If you share more of your code, or the str() / head() of subcat_summary, it might give more hint as to where the problem lies.
Hi all, I have an Excel file with three columns: Day Hour Price 1 1 100 … … … 1 24 134 2 1 97 … … … 2 24 111 I have 7 days, so 7×24 = 168 rows What I have to do is to create a pivot table that gives me as a result: Day Hour Price 1 1 100 … 1 … 7 1 97 1 2 56 … 2 … 7 2 111 For all 24 hours. How can i do this in R ? Thank you, Alessandro
Perhaps I’m misunderstanding something, but is that really a Pivot Table you’re requesting? It looks like the same 168-row table, simply re-sorted. I assume I’m missing something here…?
If this is indeed what you want, I suggest looking at the arrange() function in the dplyr library. It’s the best function for sorting data frames. arrange(data_name, Day, Hour, Price).
Hi, I appreciate your kindness to share your knowledge. But, to make everyone’s life easy, why don’t you just use the million example datasets freely included in R ? It’s the same problem with your book, which made me to return back in the store. Please use example datasets included with R
That’s a fair point. Dataset choice won’t make everyone happy.
Frankly, I am so tired of seeing the same old boring built-in datasets being used for everything. Also, the people I teach are beginners. There’s nothing better than seeing the full workflow over and over … of importing the data, looking at the head(), str(), etc. Out in the real world, you’ll be dealing with messy csv files, database queries, etc. You will NOT be pulling a built-in dataset from R and use it for actual analysis, ever.

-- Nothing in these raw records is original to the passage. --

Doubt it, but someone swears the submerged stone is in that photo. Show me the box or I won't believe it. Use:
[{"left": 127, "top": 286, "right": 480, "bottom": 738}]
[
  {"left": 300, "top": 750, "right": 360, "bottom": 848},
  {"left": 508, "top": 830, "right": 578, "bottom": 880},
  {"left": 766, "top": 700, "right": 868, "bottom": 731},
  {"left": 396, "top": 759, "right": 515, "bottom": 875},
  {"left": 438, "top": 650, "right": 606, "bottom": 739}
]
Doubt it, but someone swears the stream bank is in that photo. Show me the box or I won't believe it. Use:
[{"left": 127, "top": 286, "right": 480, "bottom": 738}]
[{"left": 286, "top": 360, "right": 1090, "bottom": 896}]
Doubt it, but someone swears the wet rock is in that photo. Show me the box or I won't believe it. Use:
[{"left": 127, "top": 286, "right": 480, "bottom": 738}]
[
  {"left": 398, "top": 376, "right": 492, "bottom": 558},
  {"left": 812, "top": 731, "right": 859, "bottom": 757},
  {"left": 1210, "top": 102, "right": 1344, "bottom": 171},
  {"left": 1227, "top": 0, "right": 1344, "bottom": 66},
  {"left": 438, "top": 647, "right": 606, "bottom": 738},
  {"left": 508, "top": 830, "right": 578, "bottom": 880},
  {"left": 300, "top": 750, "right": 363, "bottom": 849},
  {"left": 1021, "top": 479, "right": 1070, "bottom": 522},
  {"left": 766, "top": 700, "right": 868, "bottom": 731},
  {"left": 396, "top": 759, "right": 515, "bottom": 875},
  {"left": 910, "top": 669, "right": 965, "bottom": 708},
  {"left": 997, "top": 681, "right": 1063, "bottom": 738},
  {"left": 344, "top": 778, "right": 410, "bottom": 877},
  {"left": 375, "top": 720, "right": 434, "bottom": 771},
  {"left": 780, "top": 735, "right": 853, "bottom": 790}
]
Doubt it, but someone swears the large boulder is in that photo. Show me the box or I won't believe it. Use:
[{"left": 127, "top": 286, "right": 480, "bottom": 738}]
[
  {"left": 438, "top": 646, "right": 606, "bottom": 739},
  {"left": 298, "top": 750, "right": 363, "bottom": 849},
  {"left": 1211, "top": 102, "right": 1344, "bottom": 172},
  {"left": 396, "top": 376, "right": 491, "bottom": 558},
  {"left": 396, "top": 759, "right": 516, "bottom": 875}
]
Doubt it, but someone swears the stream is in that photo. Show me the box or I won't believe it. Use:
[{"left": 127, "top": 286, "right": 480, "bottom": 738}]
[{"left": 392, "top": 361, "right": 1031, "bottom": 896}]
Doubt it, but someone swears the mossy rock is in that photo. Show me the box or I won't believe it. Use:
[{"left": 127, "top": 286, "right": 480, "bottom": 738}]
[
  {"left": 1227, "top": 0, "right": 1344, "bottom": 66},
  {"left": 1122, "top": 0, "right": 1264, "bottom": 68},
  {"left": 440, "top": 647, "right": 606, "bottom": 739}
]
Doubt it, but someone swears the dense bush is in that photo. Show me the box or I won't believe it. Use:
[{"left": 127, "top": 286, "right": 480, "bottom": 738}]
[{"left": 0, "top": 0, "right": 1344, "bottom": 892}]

Hi John, how to add sub total after end of every unique value like we do in excel pivot
I’ve never done this because I don’t use R much as a reporting engine. But if I were to do this, I would just compute the totals row manually (the apply function is good for this, or even these dplyr functions with no group_by()) … and then append that row to the data frame with rbind().
It’s really wonky, and perhaps there are libraries that would handle this for you. Considering the growth of Shiny, maybe R is being used more and more for reporting, so someone may have built a tool for this.